The weather again appears to have played a part in Thursday's disaster, which took place in an area where small-scale miners go in search of gold. Almost-constant rain since mid-December had left the soil heavily waterlogged, said Gov. Arturo Uy of Compostela Valley Province.
The landslide happened around 3 a.m., according to a statement from the Philippine National Disaster Risk Reduction and Management Council.
Several people injured by the landslide have been taken to local hospitals, Uy said. In all, 16 people had been saved, officials said.
The area was known to be dangerous, Uy said, noting that it had been evacuated for a period last year after a deadly landslide struck in April not far from the site of Thursday's disaster.
Journalist Ben Tesiorna, who is based in Davao City in the Philippines, flew in a military helicopter to Pantukan in the Compostela Valley Thursday morning to cover the mudslide.
There was no way for the helicopter to land at the scene, he told CNN via e-mail from the Pantukan area, but he was able to speak to some of the survivors who had been taken to the hospital.
"They said that they first heard a warning shot from the guards at the top of the mountain, then a few seconds after they heard a loud rumbling sound, then they were already thrown out of their shanties by the cascading earth," Tesiorna said.
"One of the survivors said they were lucky enough to have stuck at a tree, thus they were able to climb their way out of the landslide path," he said. "They saw some of their friends and neighbors shouting for help before the earth engulfed them."

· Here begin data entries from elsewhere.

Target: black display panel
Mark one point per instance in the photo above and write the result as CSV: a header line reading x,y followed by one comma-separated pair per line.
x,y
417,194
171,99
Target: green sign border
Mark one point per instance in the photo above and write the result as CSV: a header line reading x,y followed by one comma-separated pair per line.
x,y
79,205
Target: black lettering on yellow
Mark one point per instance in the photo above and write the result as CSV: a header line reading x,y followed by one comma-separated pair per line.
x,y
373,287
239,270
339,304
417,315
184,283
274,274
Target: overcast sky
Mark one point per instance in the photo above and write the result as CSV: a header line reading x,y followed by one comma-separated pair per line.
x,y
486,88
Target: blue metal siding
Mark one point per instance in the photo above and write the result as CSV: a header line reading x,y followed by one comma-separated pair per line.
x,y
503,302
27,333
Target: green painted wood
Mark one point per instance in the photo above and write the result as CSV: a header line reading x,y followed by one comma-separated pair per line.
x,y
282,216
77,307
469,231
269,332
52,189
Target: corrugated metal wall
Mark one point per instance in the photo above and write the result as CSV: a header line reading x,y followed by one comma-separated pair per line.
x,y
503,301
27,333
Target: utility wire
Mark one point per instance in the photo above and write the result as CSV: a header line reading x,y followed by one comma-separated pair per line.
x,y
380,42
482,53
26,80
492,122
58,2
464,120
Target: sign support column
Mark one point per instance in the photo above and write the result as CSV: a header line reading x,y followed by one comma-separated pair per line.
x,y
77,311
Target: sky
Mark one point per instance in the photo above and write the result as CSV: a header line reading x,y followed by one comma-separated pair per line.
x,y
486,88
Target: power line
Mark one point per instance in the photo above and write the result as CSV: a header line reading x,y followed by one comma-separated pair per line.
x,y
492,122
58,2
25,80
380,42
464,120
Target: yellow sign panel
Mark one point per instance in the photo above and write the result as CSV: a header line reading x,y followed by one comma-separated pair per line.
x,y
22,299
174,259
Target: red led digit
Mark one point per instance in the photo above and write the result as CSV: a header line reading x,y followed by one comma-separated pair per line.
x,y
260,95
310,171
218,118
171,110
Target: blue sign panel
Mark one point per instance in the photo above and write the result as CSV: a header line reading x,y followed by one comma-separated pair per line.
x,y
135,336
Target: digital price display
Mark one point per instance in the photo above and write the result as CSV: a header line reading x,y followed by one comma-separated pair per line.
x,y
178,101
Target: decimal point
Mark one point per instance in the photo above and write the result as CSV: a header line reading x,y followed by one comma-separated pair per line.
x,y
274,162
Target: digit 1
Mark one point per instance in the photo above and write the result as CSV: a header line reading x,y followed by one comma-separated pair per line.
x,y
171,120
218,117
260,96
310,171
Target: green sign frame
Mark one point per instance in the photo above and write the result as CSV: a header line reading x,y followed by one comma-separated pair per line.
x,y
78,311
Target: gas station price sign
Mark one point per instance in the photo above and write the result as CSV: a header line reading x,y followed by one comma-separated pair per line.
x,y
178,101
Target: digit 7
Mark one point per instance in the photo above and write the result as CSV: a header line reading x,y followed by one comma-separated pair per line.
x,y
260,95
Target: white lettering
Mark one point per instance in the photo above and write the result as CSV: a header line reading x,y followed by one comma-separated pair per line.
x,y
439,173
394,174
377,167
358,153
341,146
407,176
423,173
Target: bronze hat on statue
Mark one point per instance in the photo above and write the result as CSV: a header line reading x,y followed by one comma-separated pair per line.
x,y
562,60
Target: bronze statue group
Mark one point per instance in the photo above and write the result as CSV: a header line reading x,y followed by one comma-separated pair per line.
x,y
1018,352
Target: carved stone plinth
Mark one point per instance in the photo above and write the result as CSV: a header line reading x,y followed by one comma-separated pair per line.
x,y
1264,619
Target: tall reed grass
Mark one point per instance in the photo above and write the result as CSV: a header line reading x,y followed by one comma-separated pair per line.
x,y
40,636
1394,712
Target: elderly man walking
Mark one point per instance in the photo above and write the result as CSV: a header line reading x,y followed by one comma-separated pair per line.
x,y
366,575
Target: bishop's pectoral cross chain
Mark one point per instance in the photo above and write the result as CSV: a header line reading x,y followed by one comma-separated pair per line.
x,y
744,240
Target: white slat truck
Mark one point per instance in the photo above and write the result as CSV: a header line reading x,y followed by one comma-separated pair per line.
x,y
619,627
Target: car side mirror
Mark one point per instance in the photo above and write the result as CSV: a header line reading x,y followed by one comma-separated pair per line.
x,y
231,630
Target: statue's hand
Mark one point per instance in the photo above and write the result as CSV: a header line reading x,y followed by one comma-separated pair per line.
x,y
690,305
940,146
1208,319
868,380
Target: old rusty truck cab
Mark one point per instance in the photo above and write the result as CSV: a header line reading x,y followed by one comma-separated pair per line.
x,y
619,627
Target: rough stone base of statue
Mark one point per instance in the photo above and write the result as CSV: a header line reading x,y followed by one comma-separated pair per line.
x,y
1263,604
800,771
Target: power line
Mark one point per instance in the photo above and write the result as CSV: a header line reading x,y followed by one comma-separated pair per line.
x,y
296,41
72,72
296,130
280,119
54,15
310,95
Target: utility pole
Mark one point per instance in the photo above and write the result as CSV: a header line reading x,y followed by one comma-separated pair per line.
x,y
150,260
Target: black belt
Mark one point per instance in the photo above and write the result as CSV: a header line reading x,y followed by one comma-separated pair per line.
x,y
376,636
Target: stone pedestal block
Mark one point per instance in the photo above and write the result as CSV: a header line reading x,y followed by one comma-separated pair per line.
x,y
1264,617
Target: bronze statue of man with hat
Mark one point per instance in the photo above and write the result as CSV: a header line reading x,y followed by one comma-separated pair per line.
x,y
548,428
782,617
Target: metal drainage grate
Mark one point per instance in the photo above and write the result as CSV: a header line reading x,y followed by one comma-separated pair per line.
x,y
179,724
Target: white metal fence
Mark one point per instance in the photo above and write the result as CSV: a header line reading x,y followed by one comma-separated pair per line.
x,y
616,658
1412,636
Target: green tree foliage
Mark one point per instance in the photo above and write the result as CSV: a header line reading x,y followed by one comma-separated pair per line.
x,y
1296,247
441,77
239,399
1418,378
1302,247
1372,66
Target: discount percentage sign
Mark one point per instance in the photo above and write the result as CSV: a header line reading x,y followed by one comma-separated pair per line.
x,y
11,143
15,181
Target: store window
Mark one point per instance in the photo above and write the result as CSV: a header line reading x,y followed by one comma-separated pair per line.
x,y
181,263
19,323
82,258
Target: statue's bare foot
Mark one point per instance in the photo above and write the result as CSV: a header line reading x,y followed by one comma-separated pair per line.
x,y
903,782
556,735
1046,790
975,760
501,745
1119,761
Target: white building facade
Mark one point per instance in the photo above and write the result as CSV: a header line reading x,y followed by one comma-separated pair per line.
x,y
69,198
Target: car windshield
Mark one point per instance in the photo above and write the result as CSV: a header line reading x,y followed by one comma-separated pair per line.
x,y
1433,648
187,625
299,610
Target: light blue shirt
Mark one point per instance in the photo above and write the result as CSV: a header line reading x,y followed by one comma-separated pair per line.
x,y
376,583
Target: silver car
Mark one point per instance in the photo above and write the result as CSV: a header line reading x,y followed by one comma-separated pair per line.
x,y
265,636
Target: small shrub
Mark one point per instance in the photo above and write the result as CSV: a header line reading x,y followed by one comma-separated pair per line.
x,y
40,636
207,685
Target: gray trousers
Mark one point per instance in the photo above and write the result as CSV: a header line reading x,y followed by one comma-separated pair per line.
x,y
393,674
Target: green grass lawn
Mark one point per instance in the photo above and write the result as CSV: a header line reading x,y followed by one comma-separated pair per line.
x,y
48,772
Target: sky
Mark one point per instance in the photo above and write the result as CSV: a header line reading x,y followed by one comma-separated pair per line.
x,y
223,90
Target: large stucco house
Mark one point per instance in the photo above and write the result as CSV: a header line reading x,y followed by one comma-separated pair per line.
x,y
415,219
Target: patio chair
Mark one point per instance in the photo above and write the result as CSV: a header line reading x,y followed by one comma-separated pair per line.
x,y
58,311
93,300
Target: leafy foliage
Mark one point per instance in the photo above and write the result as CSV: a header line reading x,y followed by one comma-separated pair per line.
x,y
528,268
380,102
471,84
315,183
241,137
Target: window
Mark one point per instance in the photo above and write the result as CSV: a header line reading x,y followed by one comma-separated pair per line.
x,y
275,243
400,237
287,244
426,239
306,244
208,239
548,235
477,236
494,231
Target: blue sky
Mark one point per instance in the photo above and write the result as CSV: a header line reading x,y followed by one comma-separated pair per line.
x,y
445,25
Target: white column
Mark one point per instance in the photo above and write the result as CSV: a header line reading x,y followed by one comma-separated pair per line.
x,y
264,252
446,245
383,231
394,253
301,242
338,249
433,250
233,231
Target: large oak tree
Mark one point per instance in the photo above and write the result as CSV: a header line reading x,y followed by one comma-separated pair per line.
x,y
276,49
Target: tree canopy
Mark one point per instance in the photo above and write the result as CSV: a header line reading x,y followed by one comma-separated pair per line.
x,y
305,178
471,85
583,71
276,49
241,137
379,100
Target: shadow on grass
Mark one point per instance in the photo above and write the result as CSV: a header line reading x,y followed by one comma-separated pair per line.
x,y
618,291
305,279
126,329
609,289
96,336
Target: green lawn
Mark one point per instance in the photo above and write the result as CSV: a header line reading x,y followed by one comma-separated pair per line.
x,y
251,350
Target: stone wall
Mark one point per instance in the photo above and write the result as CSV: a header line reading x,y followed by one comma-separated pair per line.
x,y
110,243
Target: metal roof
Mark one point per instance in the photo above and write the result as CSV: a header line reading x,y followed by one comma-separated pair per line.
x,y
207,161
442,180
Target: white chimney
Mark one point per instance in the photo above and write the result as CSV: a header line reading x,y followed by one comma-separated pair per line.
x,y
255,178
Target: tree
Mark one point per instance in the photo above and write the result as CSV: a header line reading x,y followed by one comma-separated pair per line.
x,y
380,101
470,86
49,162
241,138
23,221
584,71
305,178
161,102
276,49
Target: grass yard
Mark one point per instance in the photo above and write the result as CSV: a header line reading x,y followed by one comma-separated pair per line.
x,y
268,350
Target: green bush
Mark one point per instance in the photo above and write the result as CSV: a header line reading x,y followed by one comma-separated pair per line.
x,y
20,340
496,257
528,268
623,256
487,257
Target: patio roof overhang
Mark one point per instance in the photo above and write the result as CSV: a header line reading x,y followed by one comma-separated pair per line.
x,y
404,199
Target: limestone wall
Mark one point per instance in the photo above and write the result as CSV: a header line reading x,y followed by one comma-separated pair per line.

Some of those killed have been identified as children as young as 6 years old, Tesiorna said.
Survivors said the landslide buried about 62 houses, all of which were inhabited at the time of the landslide.
The authorities decided to call off the search late Thursday because of the risk of further landslides, Tesiorna said. They will resume their efforts when the rain stops and the ground stabilizes, he said.
He said the Municipal Disaster Risk Reduction Management Council had told reporters that 22 bodies had been retrieved from the landslide area, and eight people were still missing.